Built in waves, both micro (as in sine waves or sawtooth waves rather than literally microwaves, that would be terrible), and macro, as layers and elements meander in and out of presence with an assured languidity. In pieces like “Fears” you can practically feel the gradual knob-turning as you wallow in a rich sound, with plenty of long slow bass and subbass tones that wash over you in a strangely luxuriant fashion. The title track is the most coarse of the collection, but textured rather than sharp.
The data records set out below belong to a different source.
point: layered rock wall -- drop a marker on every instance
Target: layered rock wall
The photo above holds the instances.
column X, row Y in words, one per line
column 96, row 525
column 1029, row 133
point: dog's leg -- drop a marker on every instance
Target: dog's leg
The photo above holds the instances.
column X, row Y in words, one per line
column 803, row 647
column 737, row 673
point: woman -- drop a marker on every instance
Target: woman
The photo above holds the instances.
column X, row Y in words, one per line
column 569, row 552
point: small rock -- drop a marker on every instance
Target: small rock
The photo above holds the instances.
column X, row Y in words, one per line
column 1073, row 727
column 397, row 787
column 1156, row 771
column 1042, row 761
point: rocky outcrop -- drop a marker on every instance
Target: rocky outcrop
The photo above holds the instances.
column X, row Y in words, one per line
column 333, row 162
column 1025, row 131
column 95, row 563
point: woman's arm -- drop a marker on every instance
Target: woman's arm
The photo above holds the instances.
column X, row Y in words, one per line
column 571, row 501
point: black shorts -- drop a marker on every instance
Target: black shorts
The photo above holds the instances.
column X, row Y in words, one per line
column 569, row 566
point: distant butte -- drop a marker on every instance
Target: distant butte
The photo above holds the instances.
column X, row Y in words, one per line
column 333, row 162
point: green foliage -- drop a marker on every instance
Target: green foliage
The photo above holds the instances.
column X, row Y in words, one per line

As the release progresses, it starts getting both wider and colder. “Poisonous Girl” raises the bar and is a definite highlight, bringing in sparse and perfectly measured string orchestration and a sorrowful sung vocal. The result is powerful and has a cinematic breadth. The string sounds fold back nicely into the established synth elements nicely in “Behind The Curtains” before the sinister lullaby notes of “Limbo” offer up another texture of soundtrack-style work. “Devil’s Lullaby”, despite the title, is a rather calm and natural conclusion.

The whole release is pitched as electronics framing a spoken word core, but in actuality many of the pieces are at least partly if not wholly instrumental. For me personally the whispered, sleepy text readings may be the weakest link here, with shades of a half-asleep Yoko Ono but not, unfortunately, in a good way. The poetry of opener “Imbalance” almost mis-introduces the album, while the “listen… shhh…” layer in “Poisonous Girl” feels faintly unnecessary and “Insider” an interlude which wasn’t necessarily required.

For a debut it’s very assured, and with good reason. While it would be a stretch to call it innovative, it’s got a polished and clear sonic vision to it that deftly draws you to repeat listens.